中国メディアの環球時報によると、中国のトレンドやぜいたく品市場を分析する米ウェブサイトのジンデイリーはこのほど、中国人海外旅行者について、「自発的、デジタル化、ぜいたく第一」という言葉で特徴付けられるとする記事を掲載した。
記事によると、中国人海外旅行者数は今年、延べ1億5500万人を超え、世界の観光トレンドを一変させると見込まれている。
記事は、チャイナ・トレーディング・デスクによる今年第1四半期の中国海外旅行意識調査を取り上げ、リピーター旅行者がますます市場を独占し、海外旅行を初めてする人が海外旅行者全体に占める割合は2024年第3四半期の43.8%から38%に減少したと紹介。「この変化は、経験豊富な旅行者が成熟しつつある市場で成長と消費をけん引していることを示している」と伝えた。
調査によると、注目すべき傾向として、直前予約が増加傾向にあることが挙げられる。中国人旅行者の76%が出発の1カ月以内に旅行を予約している。この割合は24年第3四半期は73%だった。この自発性があらゆる年齢層に広がっている。

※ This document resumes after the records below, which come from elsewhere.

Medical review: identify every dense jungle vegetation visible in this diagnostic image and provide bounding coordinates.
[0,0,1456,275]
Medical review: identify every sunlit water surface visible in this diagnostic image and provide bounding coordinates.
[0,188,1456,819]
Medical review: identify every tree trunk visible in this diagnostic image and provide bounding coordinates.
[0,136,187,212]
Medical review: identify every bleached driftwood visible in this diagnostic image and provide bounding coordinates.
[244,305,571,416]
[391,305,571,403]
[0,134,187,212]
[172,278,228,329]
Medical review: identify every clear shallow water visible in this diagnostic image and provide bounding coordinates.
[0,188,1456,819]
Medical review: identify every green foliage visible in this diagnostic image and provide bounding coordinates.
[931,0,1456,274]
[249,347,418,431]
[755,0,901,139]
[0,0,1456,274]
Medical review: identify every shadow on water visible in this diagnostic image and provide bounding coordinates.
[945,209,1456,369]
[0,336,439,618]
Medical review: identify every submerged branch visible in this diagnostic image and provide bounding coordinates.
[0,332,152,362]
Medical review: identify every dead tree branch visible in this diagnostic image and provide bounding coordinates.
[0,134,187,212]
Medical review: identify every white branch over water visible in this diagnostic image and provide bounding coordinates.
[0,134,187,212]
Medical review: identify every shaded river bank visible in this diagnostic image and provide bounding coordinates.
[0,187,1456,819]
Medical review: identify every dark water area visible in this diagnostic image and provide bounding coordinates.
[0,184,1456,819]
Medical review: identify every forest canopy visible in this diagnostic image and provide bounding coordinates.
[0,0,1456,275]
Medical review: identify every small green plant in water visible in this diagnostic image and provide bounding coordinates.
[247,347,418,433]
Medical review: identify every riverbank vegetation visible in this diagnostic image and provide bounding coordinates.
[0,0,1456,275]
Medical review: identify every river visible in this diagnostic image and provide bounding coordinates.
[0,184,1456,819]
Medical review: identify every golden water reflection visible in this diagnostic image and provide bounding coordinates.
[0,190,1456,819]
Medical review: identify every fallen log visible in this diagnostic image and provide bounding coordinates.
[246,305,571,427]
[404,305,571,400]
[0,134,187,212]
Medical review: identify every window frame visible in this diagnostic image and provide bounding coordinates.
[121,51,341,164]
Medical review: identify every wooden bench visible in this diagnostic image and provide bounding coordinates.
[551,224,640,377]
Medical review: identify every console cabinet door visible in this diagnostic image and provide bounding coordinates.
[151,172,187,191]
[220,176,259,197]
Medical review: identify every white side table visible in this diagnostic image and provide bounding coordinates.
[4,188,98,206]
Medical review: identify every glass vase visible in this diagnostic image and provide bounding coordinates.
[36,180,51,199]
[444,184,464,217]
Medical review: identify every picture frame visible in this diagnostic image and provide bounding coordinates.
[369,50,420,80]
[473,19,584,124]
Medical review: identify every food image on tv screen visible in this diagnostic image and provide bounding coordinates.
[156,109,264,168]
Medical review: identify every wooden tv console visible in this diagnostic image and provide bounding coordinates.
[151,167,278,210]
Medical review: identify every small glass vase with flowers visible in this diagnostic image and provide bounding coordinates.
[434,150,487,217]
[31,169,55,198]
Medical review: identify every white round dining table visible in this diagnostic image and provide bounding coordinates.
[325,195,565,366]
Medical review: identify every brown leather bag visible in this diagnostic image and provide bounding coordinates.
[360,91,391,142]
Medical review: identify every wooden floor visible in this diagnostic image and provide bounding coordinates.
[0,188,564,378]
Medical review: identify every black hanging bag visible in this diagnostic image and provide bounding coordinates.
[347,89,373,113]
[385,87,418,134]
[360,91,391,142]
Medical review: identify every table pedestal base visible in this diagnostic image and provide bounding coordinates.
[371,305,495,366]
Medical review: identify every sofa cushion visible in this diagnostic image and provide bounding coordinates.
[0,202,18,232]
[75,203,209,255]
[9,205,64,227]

人気の旅行先にも変化が見られる。トップ3はシンガポール、日本、韓国で、タイは4位から7位に後退した。この変化は、安全上の懸念とリピーター旅行者の嗜好の変化によるものとみられる。欧州の旅行先は、特に文化体験や高級ショッピングの機会を求める富裕層を引き付け、5位に上昇した。
市場全体で高級志向が高まっている。
調査では旅行計画に対するSNSの影響力も確認された。中国版インスタグラムとも呼ばれる小紅書(レッドノート)が旅行のインスピレーションを得るための主なプラットフォームで、TikTokの中国本土版である抖音(ドウイン)がそれに続いた。旅行者の55%が自由旅行を好むため、旅行会社は重要性を失いつつある。24年第3四半期の割合は53.1%だった。
ショッピングと価格の透明性がこれまで以上に重要になっている。旅行者の79%が目的地に到着する前にショッピングの機会について調べ、98%が免税価格をオンラインで比較していることから、デジタルでの可視性と価格の透明性が重要な競争要因となっている。